C3M was elevated and quantifiable earlier in MSLR explants compared to intact explants, for all treatments and time points. Also, MSLR explants demonstrated elevated C3M levels at 22 hours (IL-1α, p=0.035) and at 28 hours (IL-1 α, p=0.006; IL-6, p=0.047), compared to w/o explants. C3M was significantly lower in IL-6 stimulated MSLR than w/o explants at 45 (p=0.01) and 72 hours (p=0.001). At 22 hours the amount of PINP was significantly lower in TNF-α and IL-1-α stimulated MSLR explants compared to w/o explants. At 45 and 72 hours the amount of PINP was significantly higher in IL-1α stimulated MSLR explants compared to w/o explants (Figure 1).

Figure 1. Amount of C3M (A–D) and PINP (F–H) in supernatant from porcine intestinal MSLR explants at 22 hours, 28 hours, 45 hours and 72 hours. w/o explants: n-5; TNF-α, IL-6 amd IL-1α explants: n=11. *p<0.05; **p<0.01. Amounts are presented as mean (ng/ml) ± standard error of the mean (SEM).

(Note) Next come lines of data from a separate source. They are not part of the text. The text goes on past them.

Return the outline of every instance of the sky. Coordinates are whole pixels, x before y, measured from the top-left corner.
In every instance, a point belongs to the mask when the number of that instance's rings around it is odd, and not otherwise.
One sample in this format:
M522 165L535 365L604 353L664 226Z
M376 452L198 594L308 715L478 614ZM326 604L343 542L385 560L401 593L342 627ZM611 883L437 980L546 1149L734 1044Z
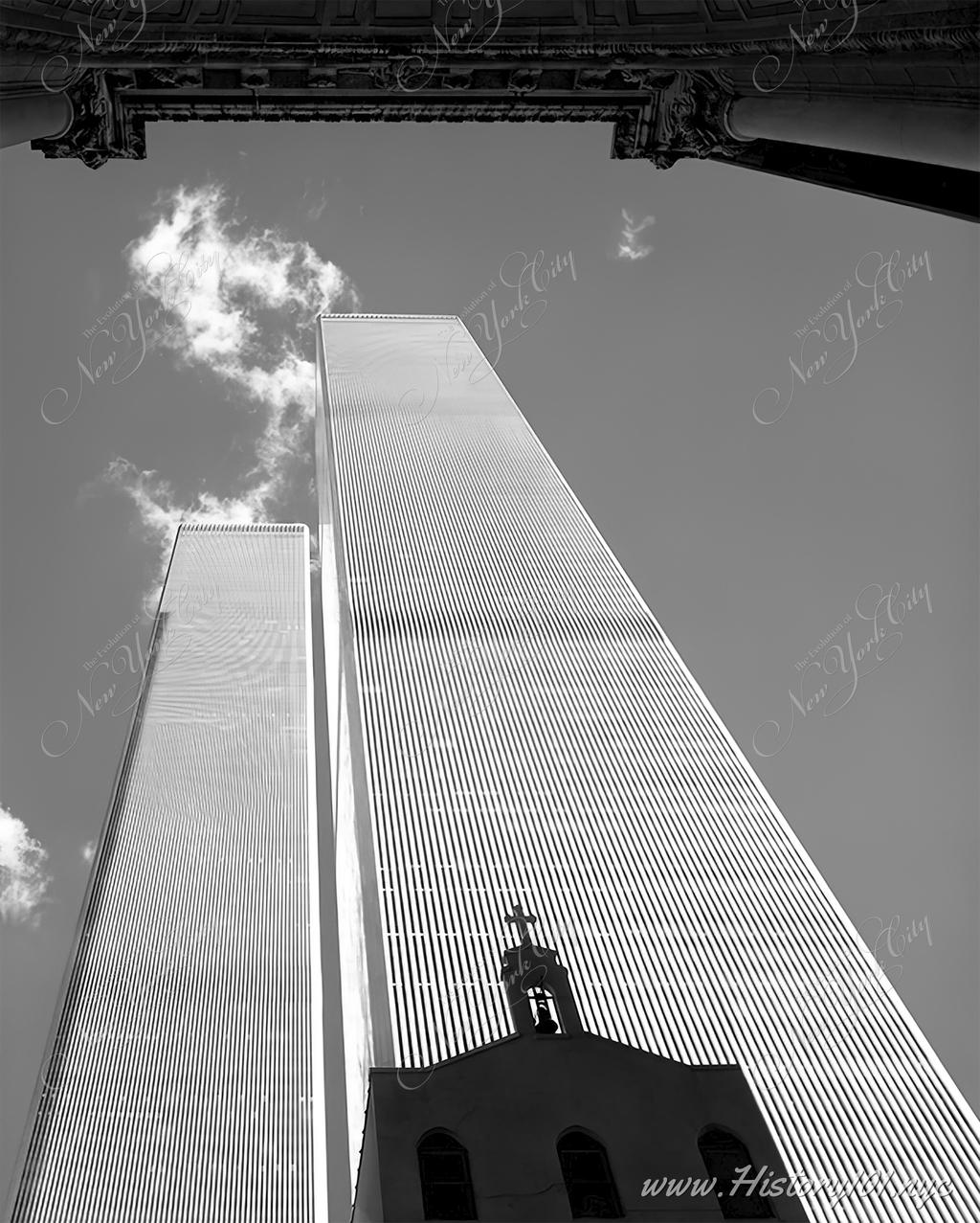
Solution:
M464 318L978 1107L978 230L610 142L154 124L145 161L0 155L1 1185L167 544L315 526L326 308Z

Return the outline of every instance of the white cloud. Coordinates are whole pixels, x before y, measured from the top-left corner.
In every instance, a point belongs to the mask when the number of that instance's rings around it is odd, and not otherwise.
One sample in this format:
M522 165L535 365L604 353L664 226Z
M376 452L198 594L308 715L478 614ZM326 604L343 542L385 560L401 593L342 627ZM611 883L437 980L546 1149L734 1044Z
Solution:
M224 382L243 416L263 417L254 461L227 495L182 498L159 472L121 456L82 490L109 487L132 499L163 572L181 520L268 520L290 490L313 450L313 319L357 309L359 300L308 242L244 226L220 187L178 187L158 204L160 216L125 256L138 291L171 312L163 345L180 364Z
M654 216L644 216L643 220L637 224L629 213L623 209L623 225L622 234L620 235L620 246L616 249L617 259L645 259L648 254L653 254L654 248L651 246L640 245L637 238L650 225L656 223Z
M10 922L40 921L50 877L43 863L48 850L31 837L12 811L0 807L0 917Z

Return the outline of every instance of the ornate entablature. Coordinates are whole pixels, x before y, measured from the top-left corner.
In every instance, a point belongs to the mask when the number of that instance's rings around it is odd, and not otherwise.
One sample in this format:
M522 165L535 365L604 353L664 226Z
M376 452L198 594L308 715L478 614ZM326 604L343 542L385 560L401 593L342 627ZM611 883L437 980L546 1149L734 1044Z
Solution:
M23 0L0 9L4 99L62 93L32 147L97 168L185 121L609 122L612 157L710 158L865 191L839 149L805 165L736 135L739 98L975 105L969 4L795 0ZM866 158L864 159L868 160ZM891 161L892 158L871 158ZM938 169L938 168L932 168ZM949 190L948 171L942 186ZM855 181L848 181L848 177ZM935 186L938 186L937 182ZM871 190L903 202L930 203Z

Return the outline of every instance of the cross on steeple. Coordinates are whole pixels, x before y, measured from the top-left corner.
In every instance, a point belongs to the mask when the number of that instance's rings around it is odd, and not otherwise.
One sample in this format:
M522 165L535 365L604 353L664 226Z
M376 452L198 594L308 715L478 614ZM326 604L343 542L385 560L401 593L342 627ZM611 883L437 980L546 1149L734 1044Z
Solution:
M508 926L517 926L517 936L522 947L530 947L530 933L528 926L534 926L538 918L534 914L525 914L521 905L514 904L512 914L505 914L503 920Z

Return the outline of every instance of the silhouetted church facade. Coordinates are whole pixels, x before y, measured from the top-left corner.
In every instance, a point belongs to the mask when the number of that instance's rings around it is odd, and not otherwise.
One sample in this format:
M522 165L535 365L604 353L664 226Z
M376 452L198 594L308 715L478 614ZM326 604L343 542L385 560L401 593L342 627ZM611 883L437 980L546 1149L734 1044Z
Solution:
M725 1191L739 1168L787 1175L738 1066L584 1032L556 953L529 939L506 953L503 983L516 1035L371 1070L354 1223L806 1219L792 1196ZM661 1180L694 1191L644 1194Z

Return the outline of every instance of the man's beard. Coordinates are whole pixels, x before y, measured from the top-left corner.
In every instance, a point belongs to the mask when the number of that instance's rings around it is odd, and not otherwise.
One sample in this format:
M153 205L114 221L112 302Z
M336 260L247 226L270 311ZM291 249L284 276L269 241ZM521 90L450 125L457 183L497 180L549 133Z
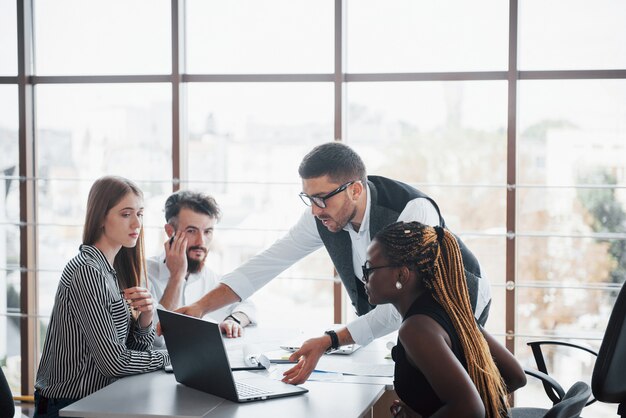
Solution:
M189 251L204 249L202 247L191 247ZM204 262L206 261L208 253L205 251L204 257L200 260L196 260L195 258L190 258L189 253L187 253L187 272L188 273L198 273L204 267Z

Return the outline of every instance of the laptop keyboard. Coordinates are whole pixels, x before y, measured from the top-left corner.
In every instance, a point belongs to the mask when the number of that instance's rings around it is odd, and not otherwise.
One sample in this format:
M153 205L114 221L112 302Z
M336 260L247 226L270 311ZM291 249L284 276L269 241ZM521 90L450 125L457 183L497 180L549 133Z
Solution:
M237 393L239 394L240 398L248 398L250 396L263 396L269 395L271 393L242 382L235 382L235 386L237 387Z

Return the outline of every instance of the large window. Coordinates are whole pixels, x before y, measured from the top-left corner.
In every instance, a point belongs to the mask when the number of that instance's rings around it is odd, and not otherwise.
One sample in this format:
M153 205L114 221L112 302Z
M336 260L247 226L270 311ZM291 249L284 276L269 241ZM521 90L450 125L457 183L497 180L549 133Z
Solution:
M83 3L0 0L0 365L16 392L95 178L142 187L148 255L169 193L214 195L210 263L228 273L307 210L298 164L331 140L438 202L492 284L489 330L524 363L528 340L598 348L626 271L626 3ZM260 320L349 320L333 274L323 249L287 269L253 296ZM593 365L551 357L566 384ZM520 404L544 399L533 385Z

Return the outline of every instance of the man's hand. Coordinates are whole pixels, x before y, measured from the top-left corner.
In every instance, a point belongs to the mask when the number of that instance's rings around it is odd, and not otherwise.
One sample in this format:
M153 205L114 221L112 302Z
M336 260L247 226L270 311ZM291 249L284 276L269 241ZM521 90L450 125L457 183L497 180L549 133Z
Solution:
M238 338L243 335L243 327L233 321L227 319L220 324L220 330L226 335L226 338Z
M306 340L302 347L289 357L290 361L298 361L298 364L283 373L283 382L293 385L306 382L330 344L328 335Z
M187 274L187 237L178 231L163 244L165 265L170 277L183 279Z
M196 318L202 318L206 313L202 306L196 303L192 303L191 305L181 306L176 309L174 312L182 313L183 315L195 316Z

Stimuli did not affect viability.

Conclusion

The model proved to be applicable and informative. Cytokines induced significant time dependent dynamics of intestinal collagen turnover in the intestinal ex vivo model, supporting damaging effects of TNF-α and IL-1α and potential protective effects of IL-6. Also, IL-1α both decreased and induced collagen formation at different time points in the explants.